Après la débâcle de Dunkerque, l'armée britannique a redécouvert « l'état de choc ». Cette condition, qu'après la Première Guerre mondiale on pensait pouvoir traiter grâce aux compétences des officiers supérieurs, a affecté un grand nombre de troupes évacuées de France. Face à l'imminence de l'invasion par le troisième Reich, la Grande-Bretagne avait besoin de remettre en « forme de combat » autant de ces hommes que possible. A époque désespérée, mesures désespérées : des troupes choquées ont été admises dans des sanatoriums civils où des psychiatres civils ont pu en toute impunité procéder à des expériences sur un grand nombre de sujets, volontaires malgré eux…
Situation
Les personnages se retrouvent à l'hôpital Sutton dans le Surrey, à l'automne 1940, après avoir été évacués de la poche de Dunkerque. On a diagnostiqué chez eux une « fatigue de bataille » provoquée par leur retraite devant une force ennemie supérieure en nombre, puis par jusqu'à quatre jours d'attente forcée sur une plage bombardée et mitraillée en rase-mottes par ce même ennemi supérieur en nombre.
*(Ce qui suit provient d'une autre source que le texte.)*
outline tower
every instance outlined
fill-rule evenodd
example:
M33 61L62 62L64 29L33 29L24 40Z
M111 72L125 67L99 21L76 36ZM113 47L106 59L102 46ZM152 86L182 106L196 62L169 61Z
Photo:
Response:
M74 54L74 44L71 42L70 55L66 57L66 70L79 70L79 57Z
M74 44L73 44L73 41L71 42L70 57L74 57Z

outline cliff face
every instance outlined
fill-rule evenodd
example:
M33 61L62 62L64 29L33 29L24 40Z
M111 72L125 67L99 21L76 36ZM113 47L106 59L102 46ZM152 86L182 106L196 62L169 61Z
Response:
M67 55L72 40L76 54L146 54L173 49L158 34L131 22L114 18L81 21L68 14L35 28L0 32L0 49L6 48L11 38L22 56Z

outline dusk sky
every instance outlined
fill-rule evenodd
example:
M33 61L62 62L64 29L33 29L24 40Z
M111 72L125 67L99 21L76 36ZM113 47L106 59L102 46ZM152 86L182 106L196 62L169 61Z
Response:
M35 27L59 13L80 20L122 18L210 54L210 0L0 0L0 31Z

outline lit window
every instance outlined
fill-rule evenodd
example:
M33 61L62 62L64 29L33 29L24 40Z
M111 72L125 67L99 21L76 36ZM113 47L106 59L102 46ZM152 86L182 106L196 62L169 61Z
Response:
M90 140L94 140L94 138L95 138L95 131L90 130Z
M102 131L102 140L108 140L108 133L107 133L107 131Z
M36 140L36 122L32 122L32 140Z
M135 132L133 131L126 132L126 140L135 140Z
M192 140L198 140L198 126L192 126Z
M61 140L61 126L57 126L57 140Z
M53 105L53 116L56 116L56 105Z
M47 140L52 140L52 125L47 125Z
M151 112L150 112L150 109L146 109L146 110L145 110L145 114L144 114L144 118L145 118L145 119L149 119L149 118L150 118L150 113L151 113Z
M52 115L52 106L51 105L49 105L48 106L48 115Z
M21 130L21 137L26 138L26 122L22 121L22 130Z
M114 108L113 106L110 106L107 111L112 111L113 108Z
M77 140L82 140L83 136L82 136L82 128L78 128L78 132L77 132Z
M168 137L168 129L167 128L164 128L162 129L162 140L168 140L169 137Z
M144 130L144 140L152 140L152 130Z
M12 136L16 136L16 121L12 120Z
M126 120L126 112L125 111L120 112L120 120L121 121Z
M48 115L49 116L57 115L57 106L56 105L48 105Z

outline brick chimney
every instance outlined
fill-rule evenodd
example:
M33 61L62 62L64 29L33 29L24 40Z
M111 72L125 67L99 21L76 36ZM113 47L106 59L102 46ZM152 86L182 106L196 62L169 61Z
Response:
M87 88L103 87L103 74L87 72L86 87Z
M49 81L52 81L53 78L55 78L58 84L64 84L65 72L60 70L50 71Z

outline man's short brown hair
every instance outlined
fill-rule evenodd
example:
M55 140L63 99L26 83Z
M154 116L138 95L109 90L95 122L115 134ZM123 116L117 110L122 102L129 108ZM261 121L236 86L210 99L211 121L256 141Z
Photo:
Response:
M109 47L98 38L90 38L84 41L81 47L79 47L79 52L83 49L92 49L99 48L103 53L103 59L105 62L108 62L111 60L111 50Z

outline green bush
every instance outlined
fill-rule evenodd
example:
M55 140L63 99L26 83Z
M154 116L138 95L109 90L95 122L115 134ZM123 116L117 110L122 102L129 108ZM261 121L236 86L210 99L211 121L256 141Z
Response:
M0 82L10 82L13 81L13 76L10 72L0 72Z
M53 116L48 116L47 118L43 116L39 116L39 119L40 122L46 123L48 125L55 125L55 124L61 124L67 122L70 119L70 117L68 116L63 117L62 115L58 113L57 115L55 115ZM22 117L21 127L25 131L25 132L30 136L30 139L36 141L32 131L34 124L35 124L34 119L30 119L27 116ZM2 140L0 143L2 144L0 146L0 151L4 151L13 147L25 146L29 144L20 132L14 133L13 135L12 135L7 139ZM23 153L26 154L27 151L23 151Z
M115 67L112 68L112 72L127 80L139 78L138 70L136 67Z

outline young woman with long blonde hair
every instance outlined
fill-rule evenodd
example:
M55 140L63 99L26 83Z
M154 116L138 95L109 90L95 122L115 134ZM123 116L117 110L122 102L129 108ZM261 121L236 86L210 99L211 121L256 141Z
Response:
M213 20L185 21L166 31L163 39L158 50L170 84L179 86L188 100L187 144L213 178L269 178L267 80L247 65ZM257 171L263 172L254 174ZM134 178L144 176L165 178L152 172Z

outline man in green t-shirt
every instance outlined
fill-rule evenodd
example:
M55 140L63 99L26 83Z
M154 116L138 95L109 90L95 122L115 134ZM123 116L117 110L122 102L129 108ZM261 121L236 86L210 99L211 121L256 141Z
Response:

Le Dr William Surgant est le psychiatre chef de l'hôpital et il a commencé à administrer de fortes doses d'amatol de sodium aux soldats choqués. Il cherche à briser la fatigue de bataille en mettant les soldats affectés en « narcose profonde » durant trois semaines, afin d'éliminer le stress provoqué par des nuits de terreur. Surgant expérimente également l'insuline pour induire un coma et vaincre ainsi plus rapidement la fatigue de bataille. Quelques soldats sombrent dans un coma permanent avant même qu'un thé sucré leur soit servi, mais il s'agit juste de pertes collatérales dues à la guerre.
Durant ces longues périodes d'assoupissement forcé, les personnages font d'étranges rêves ; certains sont communs à tous, d'autres sont plus personnels, parmi lesquels :
- D'épuisantes semaines à défendre un col battu par les vents dans les montagnes du Sommet du Monde, au corps à corps contre de sombres hordes déferlant sans fin sur les défenses et leurs défenseurs.
- La répétition surréaliste de la mort d'un ami que l'observateur (ou les observateurs) est incapable d'interrompre ou de modifier.
- L'accomplissement d'une merveilleuse patrouille dans un pays imaginaire au sein de la Troupe des Bronzés. Traversée de contrées exotiques, rencontre avec des personnes merveilleuses et visions d'animaux fabuleux, mais étrangement tous ont l'air de s'ennuyer.
- A l'intérieur d'un rêve, le rêve d'une interminable série de sa propre mort ; le rêveur s'éveille, sans savoir s'il est en train de rêver jusqu'à ce qu'il périsse – à nouveau – d'une terrible manière.
- Le rêveur est témoin d'une scène au cours de laquelle un compagnon est déchiqueté membre par membre par un infect habitant des Contrées du Rêve. Au lieu d'être éclaboussé de sang et d'entrailles, le rêveur est couvert de pétales de fleur et de fruits. De petits arbustes se mettent à pousser à l'endroit où les morceaux du corps touchent le sol. Lorsque le rêveur revient en ce lieu, l'arbuste porte en guise de fruits de petites têtes criardes qui ont l'apparence du compagnon disparu.
Durant les périodes où les personnages sont éveillés afin de prendre leurs repas, ils commencent à réaliser qu'autour d'eux le nombre de leurs camarades décroît. A chaque phase de narcose, un visage familier disparaît d'un lit voisin. Si les infirmières sont interrogées sur les absents, elles tentent d'éluder la question, prétendant qu'ils ont recouvré la santé ou qu'ils ont été transférés dans un autre hôpital. Si les joueurs insistent, certaines d'entre elles essayent d'apaiser leurs craintes par la promesse de leur accorder une danse « quand ils iront mieux » ; d'autres deviennent distantes et plus froides, comme si quelque chose les effrayait plus que la vérité. Les médecins refuseront catégoriquement de répondre aux questions et ordonneront un autre traitement plus douloureux.
Le personnel auxiliaire – femmes de ménage, dames de compagnie et plantons – est un peu plus sociable: quelque chose d'étrange se produit la nuit. Les infirmières de nuit font état de formes et de bruits étranges. Les plantons du matin ont arrêté de siffloter pendant leur travail, comme si quelque chose écoutait. Les dames de compagnie ne semblent plus si gaies et disent que la faute en revient au climat oppressant entretenu par la nouvelle direction de l'hôpital.
Possibilités
Inspirations
Les Gardiens pourront visionner le documentaire "Shell-shocked" diffusé sur Channel 4 UK en novembre 1998 et le film « L'Echelle de Jacob » d'Adian Lyne (1991).